00:00Le film La Voix de une Rajab est sorti en salle mercredi dernier et on a pu découvrir pas mal de mauvaises voire très mauvaises critiques de la part de la presse spécialisée.
00:07Comme par exemple les journalistes des cahiers du cinéma qui ont mis entre 0 à 2 étoiles grand maximum.
00:10Ma question maintenant c'est est-ce que le poids politique d'un film peut interdire ou limiter sa critique esthétique ?
00:16Après avoir découvert en salle La Voix de une Rajab, on porte avec soi une voix, celle de l'histoire vraie des dernières heures de Hind,
00:21une fillette de 6 ans prise au piège elle et sa famille dans une voiture à Gaza.
00:25Et quand je dis voix je parle bien des vrais enregistrements de cette petite fille qui est aujourd'hui poussière puisque assassinée par l'Israël.
00:30Une voix qui est dans son contexte réel devrait imposer le silence.
00:32Mais ce silence au sein d'une oeuvre cinématographique doit-il être respecté ou peut-il être interrogé ?
00:36Peut-on par devoir politique et moral s'abstenir de toute critique d'un film ?
00:40Le film mêle l'archive sonore, un enregistrement réel, à une reconstitution fictive des secours tentant de sauver la fille.
00:45Ce mélange docu-fiction est assumé mais il soulève immédiatement des frictions.
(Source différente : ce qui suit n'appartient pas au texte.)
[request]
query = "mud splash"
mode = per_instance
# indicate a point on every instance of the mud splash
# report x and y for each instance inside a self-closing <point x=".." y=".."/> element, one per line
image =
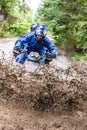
<point x="52" y="97"/>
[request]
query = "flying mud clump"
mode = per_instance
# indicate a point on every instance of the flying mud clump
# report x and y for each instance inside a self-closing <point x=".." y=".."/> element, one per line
<point x="48" y="88"/>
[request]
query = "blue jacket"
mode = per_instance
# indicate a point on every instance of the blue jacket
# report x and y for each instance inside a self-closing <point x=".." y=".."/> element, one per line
<point x="30" y="43"/>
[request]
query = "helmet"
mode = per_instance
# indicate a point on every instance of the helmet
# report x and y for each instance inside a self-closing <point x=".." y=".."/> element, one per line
<point x="40" y="32"/>
<point x="42" y="27"/>
<point x="34" y="26"/>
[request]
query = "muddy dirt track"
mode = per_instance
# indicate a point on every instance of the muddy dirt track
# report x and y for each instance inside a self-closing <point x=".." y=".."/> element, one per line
<point x="53" y="97"/>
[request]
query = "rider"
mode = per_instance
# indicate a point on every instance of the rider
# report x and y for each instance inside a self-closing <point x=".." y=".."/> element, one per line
<point x="34" y="42"/>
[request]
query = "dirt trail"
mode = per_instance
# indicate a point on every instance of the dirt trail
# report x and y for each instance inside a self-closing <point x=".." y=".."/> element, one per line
<point x="49" y="99"/>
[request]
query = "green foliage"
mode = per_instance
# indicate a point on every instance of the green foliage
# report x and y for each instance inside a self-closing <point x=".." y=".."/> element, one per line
<point x="67" y="19"/>
<point x="20" y="27"/>
<point x="18" y="17"/>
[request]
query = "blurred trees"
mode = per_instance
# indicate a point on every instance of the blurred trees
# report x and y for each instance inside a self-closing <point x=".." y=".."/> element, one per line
<point x="17" y="17"/>
<point x="67" y="19"/>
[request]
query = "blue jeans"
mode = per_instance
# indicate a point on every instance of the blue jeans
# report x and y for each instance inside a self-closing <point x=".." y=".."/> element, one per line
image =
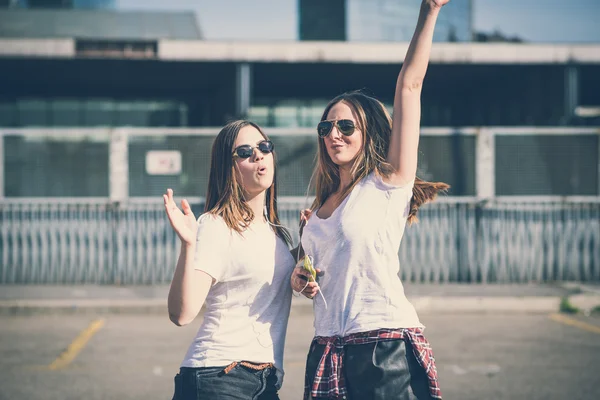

00:49La mise en scène vacille, le dispositif aussi entre témoignages et thrillers,
00:51et la distance entre le matériau brut et l'interprétation filmique soulève parfois, selon la critique, une forme d'artifice.
00:57Pour certains spectateurs, ce choix renforce le poids moral de l'œuvre.
00:59La fiction devient nécessaire pour rendre visible l'impuissance, la bureaucratie, l'absurdité d'un sauvetage refusé.
01:04En prenant de la hauteur, on voit trois positions possibles.
01:06En premier, le propos. On peut défendre la posture du soutien.
01:09Considérer que l'urgence politique, le témoignage, l'historicité des faits légitiment une indulgence critique.
01:13Dans cette perspective, interroger techniquement le film reviendrait à trahir l'objet témoignage, à relativiser l'injustice.
01:18Pour beaucoup, ce silence critique est un acte de solidarité.
01:20En deuxième, la forme. On peut aussi défendre l'exigence esthétique.
01:23Un film doit être jugé pour ce qu'il donne sur le plan formel, la mise en scène, le rythme, la cohérence, l'intensité.
01:28Si la forme échoue, si la fiction est du corps le réel, si le dispositif dramaturgique dénature l'archive,
01:33alors le film est parfois raté en tant qu'œuvre de cinéma.
01:35Donc, dans le schéma, l'urgence politique n'efface pas le droit à la critique.
01:37Il existe des tensions entre le devoir de témoignage et la responsabilité de ne pas instrumentaliser des personnes vulnérables.
01:42Et en troisième, la Suisse.
01:44Mais peut-être la position la plus intéressante, la plus nuancée.
01:46On peut reconnaître l'importance vitale du propos tout en conservant un regard critique sur la forme.
01:50C'est admettre que la puissance morale ou politique d'un film ne le soustrait pas à l'examen esthétique.
01:54C'est une double lecture qui permet de rendre hommage à la souffrance documentée,
01:57tout en questionnant les choix narratifs et leurs effets.
01:59Est-ce que la reconstitution renforce ou affaiblit la vérité ?
02:01Interroger ces questions, c'est pas cynique ni indifférent, c'est un devoir de pensée.
02:04Parce que le cinéma, quand il se fait témoin, il est jamais neutre.
02:07Il se contente pas de transmettre un fait, il le met en forme, il le rend accessible.
02:09Et cette mise en forme, elle, transforme le sens, l'impact, l'adhésion.
02:13Exiger de l'honnêteté formelle, c'est pas nier l'urgence politique, c'est la servir avec responsabilité.
02:17Le plus important dans toutes ces positions, c'est que le film puisse sortir dans un maximum de pays.
02:20Qu'on soit pour ou contre la forme, l'important c'est que la parole soit entendue.